Despite offering shelter under his large orange and white umbrella, Aziz Benmouiss wasn’t always warmly received by pedestrians in a rainy Downtown Crossing yesterday afternoon.
One of 30 uniformed “ambassadors” dispatched in Boston’s first designated business improvement district yesterday, Aziz picks up trash, directs tourists and helps make 34 blocks of Boston’s downtrodden central shopping district feel safer.
“Our services are free, but people are like frozen,” Benmouiss said before scooping a crumpled napkin from the street. “You have to introduce the company and what we offer.”
Downtown property owners agreed to annual fees that help pay for the services of Block by Block, which manages 35 business districts nationwide. New York’s Times Square and Bryant Park credit their turnarounds to similar programs.
“If we can be visible out there and provide these hospitality services, people will come,” said Block by Block’s Steve Brooks, who has helped turnaround districts in Baltimore,?Md., and Santa Monica, Calif.
Detractors, however, say Downtown Crossing can’t be revitalized until the giant hole at the former Filene’s Basement building is redeveloped.
“That’s the glaring issue,” Brooks said. “That’s a very visible thing.

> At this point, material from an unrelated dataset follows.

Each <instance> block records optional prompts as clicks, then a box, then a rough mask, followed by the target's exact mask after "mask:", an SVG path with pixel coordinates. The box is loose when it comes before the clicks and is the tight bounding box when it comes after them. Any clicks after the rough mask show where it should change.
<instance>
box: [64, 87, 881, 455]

In order to attract more people to Downtown Crossing and find people who are willing to build that area, we need to work on getting it clean.”

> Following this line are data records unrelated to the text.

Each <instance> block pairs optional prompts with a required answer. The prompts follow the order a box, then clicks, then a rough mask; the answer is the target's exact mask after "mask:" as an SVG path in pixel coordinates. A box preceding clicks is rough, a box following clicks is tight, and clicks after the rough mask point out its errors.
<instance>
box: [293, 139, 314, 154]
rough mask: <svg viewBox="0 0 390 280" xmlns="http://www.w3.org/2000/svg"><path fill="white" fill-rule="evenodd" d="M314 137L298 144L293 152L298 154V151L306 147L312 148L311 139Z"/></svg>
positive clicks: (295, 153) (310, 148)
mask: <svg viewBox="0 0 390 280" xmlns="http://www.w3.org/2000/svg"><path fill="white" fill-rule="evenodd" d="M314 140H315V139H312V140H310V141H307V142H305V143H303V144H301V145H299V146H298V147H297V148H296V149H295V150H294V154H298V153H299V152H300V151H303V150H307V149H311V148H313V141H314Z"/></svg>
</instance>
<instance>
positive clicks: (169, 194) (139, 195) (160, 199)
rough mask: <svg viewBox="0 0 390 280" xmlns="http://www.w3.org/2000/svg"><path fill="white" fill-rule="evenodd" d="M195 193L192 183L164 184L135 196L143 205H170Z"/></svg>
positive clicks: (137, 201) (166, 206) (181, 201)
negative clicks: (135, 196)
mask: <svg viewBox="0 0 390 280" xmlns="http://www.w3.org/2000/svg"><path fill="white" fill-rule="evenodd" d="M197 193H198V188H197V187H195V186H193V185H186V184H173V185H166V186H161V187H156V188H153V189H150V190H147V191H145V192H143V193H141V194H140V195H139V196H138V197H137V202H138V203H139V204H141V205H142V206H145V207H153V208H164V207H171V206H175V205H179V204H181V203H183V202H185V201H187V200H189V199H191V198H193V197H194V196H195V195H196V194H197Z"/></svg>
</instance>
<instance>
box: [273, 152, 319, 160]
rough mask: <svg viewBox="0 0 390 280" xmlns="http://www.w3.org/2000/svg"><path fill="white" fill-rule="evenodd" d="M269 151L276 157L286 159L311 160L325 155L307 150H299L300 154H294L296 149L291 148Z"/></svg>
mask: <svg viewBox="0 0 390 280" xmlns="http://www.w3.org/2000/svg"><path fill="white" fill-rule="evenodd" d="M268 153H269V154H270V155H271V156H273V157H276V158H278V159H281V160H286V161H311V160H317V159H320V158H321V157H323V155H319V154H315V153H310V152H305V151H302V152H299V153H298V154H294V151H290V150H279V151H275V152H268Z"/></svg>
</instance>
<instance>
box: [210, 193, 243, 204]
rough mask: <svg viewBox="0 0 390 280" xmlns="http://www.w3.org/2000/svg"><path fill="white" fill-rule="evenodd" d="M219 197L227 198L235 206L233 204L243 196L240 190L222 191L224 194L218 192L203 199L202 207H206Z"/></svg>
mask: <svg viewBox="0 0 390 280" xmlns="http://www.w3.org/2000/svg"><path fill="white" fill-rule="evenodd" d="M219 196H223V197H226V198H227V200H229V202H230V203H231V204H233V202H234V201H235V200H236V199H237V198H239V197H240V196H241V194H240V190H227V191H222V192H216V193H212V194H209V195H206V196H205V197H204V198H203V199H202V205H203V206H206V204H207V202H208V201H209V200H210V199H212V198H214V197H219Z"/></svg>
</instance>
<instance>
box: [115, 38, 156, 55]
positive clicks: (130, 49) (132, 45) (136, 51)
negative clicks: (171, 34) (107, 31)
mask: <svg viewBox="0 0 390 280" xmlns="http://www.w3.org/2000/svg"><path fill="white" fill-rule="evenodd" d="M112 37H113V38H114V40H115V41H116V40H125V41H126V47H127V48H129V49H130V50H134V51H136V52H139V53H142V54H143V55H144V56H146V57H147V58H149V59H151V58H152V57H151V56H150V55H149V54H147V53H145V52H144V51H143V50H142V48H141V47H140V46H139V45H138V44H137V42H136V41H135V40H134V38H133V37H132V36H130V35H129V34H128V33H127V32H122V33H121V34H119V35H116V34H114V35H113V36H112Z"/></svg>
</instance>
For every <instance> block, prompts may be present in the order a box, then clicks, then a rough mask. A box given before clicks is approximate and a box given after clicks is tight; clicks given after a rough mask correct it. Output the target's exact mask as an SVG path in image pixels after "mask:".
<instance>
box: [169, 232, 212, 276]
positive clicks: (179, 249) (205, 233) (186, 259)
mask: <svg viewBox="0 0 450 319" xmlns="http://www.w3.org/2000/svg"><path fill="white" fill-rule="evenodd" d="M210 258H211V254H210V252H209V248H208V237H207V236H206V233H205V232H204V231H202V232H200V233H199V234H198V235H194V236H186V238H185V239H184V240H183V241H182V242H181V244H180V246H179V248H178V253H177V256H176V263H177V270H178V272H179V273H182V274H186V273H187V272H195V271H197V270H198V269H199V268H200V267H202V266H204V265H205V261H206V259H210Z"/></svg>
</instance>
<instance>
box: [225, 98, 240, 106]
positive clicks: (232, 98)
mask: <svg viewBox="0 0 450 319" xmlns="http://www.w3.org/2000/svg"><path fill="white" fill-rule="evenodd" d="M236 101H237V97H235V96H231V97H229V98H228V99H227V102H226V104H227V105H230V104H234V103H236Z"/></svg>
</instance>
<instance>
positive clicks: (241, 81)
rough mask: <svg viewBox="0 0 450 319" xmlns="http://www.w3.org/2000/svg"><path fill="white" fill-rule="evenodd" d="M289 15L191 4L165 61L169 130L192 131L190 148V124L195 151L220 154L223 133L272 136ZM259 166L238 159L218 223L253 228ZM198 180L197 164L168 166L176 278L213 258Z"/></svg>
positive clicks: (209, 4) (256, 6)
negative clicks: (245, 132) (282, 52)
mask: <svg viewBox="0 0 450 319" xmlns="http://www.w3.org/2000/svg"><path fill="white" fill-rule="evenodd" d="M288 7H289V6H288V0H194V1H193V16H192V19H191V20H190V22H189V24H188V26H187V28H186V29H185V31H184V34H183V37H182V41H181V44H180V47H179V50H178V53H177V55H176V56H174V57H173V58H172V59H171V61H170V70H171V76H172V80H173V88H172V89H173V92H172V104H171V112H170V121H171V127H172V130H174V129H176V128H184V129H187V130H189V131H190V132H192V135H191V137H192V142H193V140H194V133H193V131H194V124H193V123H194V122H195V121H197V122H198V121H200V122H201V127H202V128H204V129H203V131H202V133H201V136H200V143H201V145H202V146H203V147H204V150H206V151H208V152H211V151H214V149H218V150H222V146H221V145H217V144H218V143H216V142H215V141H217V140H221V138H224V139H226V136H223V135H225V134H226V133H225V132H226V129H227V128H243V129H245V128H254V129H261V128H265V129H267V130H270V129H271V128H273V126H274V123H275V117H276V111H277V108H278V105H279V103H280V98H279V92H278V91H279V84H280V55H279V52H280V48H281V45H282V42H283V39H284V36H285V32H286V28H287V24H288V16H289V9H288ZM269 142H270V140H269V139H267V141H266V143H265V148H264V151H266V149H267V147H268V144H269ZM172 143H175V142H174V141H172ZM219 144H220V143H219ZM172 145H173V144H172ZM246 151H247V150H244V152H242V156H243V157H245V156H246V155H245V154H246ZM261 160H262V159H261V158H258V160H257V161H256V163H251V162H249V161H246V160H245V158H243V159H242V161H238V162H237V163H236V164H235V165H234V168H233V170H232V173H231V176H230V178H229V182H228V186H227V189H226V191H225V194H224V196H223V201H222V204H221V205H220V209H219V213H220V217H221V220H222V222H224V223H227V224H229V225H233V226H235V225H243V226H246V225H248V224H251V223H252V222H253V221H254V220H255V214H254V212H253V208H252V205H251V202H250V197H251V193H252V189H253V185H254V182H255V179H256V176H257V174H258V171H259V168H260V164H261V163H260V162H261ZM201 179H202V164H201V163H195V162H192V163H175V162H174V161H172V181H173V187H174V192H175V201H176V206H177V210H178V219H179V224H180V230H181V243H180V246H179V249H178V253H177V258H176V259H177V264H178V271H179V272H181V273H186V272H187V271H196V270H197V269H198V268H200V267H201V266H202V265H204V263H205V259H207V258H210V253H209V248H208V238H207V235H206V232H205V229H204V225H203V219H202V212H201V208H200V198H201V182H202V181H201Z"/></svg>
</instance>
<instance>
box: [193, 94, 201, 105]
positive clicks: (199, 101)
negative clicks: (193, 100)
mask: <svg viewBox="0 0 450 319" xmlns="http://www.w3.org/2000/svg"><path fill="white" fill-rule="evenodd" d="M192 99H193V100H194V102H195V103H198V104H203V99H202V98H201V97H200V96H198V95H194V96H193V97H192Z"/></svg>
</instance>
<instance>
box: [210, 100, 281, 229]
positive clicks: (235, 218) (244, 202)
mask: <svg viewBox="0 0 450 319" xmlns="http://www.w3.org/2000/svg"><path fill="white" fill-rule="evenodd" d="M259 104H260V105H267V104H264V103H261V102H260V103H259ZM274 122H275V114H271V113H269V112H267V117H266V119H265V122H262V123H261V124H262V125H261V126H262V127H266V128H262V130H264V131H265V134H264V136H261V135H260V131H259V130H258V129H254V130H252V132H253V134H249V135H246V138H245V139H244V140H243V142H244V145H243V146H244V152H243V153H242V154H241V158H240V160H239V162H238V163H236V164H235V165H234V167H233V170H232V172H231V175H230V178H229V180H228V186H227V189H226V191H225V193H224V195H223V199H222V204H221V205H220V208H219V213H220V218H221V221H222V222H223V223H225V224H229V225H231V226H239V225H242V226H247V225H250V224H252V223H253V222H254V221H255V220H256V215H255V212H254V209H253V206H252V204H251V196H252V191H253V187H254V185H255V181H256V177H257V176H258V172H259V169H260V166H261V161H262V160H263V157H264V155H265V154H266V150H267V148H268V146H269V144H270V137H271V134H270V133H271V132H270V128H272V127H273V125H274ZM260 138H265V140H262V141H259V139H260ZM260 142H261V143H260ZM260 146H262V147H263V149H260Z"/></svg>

Benmouiss started by finally finding a pedestrian to take his umbrella’s shelter.
“That helps, it just makes things more pleasant,” Santina Carter said. “I appreciate being kept out from the rain.”

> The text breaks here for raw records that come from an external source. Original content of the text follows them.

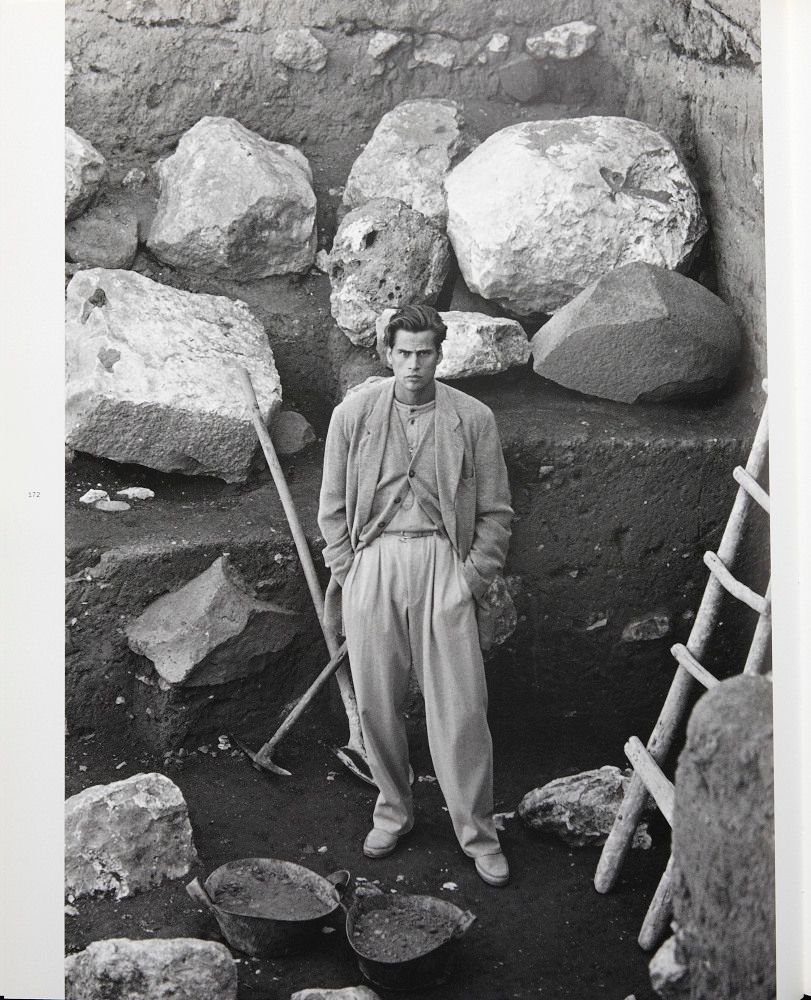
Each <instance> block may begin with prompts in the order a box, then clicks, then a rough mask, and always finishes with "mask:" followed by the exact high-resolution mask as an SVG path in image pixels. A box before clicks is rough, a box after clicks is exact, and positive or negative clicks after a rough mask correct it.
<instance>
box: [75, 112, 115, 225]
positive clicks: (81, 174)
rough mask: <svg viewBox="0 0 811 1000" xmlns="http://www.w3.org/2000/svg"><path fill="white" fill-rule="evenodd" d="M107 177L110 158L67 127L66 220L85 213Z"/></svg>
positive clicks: (94, 197) (78, 134)
mask: <svg viewBox="0 0 811 1000" xmlns="http://www.w3.org/2000/svg"><path fill="white" fill-rule="evenodd" d="M106 177H107V161H106V160H105V159H104V157H103V156H102V155H101V153H99V151H98V150H97V149H95V148H94V147H93V146H92V145H91V144H90V143H89V142H88V141H87V139H83V138H82V136H80V135H79V133H78V132H74V131H73V129H72V128H66V129H65V219H66V220H67V219H75V218H76V217H77V216H79V215H81V214H82V212H83V211H84V210H85V209H86V208H87V206H88V205H89V204H90V202H91V201H92V200H93V198H95V196H96V194H97V192H98V190H99V188H100V187H101V185H102V184H103V183H104V180H105V178H106Z"/></svg>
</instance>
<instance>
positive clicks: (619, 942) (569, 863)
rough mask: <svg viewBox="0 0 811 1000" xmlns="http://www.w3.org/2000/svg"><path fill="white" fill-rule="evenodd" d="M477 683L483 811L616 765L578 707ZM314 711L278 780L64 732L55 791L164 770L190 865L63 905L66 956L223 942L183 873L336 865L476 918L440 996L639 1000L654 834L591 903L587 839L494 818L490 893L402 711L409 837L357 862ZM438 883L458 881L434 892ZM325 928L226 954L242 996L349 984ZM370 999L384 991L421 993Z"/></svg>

While “ambassadors” serve as eyes and ears for police, the owner of Downtown Crossing’s Army & Navy Store is skeptical they can help thwart shoplifting and loitering teenagers.
“They’re not going to do anything when I got a shoplifter coming in the store and am waiting for police,” said Jerry Blocher, who later joked that the “ambassadors” should be armed.
“Give each of them a gun and post them 50 feet apart down the street.”